Alf, a prolific artist whose work has been exhibited nationwide over the past four decades, has become known for her cylinder painting of everyday household items transformed into mysterious objects for which the viewer often has reverence.
The opening reception is from 6 p.m. to 8 p.m. Saturday, Oct. 27. The gallery is located in the SMC Performing Arts Center on Santa Monica Boulevard at 11th Street.
A Santa Monica resident, Alf says of her work, “I found that by placing simple objects on a flat plane with a plain background they immediately assumed heightened power. Lit from one side by daylight they looked as if they were universal symbols. The simpler the object the greater was the transformation from mundane to awesome power.”
Her work has won critical praise, including this observation by Los Angeles Times critic William Wilson, who said “Martha Alf may be the only artist who ever made a roll of toilet paper look metaphysical.”
Alf, winner of a National Endowment for the Arts Individual Artist grant, has had her work exhibited since 1972 in solo and group shows all over the U.S., including New York, Los Angeles, San Francisco and Chicago.
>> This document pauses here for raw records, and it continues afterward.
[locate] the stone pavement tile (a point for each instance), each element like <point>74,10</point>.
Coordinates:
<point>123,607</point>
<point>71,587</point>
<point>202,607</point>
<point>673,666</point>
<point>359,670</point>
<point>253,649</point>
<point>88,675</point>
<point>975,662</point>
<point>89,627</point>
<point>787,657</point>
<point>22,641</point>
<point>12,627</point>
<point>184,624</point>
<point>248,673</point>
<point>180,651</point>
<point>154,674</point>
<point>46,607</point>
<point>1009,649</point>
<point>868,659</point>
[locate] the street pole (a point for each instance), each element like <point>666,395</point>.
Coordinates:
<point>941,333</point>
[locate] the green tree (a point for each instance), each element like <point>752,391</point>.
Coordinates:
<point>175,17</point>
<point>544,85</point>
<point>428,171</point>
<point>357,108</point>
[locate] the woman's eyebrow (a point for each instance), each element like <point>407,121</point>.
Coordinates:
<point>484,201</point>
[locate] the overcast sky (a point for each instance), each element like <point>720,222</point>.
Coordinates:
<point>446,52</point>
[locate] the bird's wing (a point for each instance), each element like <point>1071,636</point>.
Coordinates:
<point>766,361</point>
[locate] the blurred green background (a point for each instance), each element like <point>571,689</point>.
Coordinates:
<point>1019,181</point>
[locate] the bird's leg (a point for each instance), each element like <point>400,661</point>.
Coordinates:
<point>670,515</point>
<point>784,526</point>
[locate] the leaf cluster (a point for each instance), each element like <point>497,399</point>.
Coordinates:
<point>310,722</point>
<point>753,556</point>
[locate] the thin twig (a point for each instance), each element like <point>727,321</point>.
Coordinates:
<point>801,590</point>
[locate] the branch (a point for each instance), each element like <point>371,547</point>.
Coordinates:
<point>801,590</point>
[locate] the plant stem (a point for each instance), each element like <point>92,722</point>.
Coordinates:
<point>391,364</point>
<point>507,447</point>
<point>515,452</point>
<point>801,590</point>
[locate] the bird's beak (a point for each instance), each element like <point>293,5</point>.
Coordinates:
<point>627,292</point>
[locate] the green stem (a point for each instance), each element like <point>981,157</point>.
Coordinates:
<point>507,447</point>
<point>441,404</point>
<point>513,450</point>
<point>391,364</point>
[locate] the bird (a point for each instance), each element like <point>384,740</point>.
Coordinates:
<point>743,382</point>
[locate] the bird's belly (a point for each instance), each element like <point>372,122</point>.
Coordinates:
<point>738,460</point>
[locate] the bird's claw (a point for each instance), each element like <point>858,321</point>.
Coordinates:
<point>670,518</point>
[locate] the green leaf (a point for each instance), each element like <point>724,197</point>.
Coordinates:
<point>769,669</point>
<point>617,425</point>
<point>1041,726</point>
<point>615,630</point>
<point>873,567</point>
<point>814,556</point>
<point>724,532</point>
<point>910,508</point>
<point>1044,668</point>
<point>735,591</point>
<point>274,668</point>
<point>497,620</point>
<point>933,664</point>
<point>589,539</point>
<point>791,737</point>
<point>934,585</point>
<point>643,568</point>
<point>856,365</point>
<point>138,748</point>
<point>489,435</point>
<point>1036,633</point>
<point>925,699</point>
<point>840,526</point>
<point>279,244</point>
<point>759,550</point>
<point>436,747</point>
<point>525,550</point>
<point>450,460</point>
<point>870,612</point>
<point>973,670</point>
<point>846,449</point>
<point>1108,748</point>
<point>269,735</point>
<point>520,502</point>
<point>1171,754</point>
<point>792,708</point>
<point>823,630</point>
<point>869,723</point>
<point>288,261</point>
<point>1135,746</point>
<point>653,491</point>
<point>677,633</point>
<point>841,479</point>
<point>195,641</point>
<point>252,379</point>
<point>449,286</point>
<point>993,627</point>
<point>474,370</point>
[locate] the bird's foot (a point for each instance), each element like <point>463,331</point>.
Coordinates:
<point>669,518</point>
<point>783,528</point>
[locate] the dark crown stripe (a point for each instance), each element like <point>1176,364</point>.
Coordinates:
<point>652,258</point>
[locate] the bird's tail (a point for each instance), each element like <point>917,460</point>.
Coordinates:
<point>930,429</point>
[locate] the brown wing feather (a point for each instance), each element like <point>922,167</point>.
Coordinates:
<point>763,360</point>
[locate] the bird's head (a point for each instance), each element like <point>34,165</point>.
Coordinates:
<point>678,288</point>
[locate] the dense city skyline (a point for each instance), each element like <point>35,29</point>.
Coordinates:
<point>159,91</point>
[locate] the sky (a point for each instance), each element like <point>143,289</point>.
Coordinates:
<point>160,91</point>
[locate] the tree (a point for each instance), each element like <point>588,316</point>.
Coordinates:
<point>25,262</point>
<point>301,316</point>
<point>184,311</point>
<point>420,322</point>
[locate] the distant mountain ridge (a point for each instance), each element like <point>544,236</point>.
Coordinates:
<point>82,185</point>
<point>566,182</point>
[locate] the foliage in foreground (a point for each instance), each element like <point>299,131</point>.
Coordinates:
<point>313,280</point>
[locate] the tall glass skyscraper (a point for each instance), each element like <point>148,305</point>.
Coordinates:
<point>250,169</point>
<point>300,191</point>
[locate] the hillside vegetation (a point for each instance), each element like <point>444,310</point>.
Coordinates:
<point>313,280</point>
She has been featured and reviewed extensively in such publications as the Los Angeles Times, Artweek, Smithsonian Magazine and Architectural Digest.
Her work has been included in books and catalogs and can be found in many museum, private and corporate collections.
Author Susan Landauer in her book “The Not-so-Still-Life” said that Alf’s works “are first and foremost studies of color and light – not in the strictly formalist sense, but in the tradition of Rothko; they create an extrasensory ‘chord of feeling.’”
After growing up in San Diego and raising her family as a traditional housewife, she went to UCLA and studied with well-known figurative painter Richard Diebenkorn.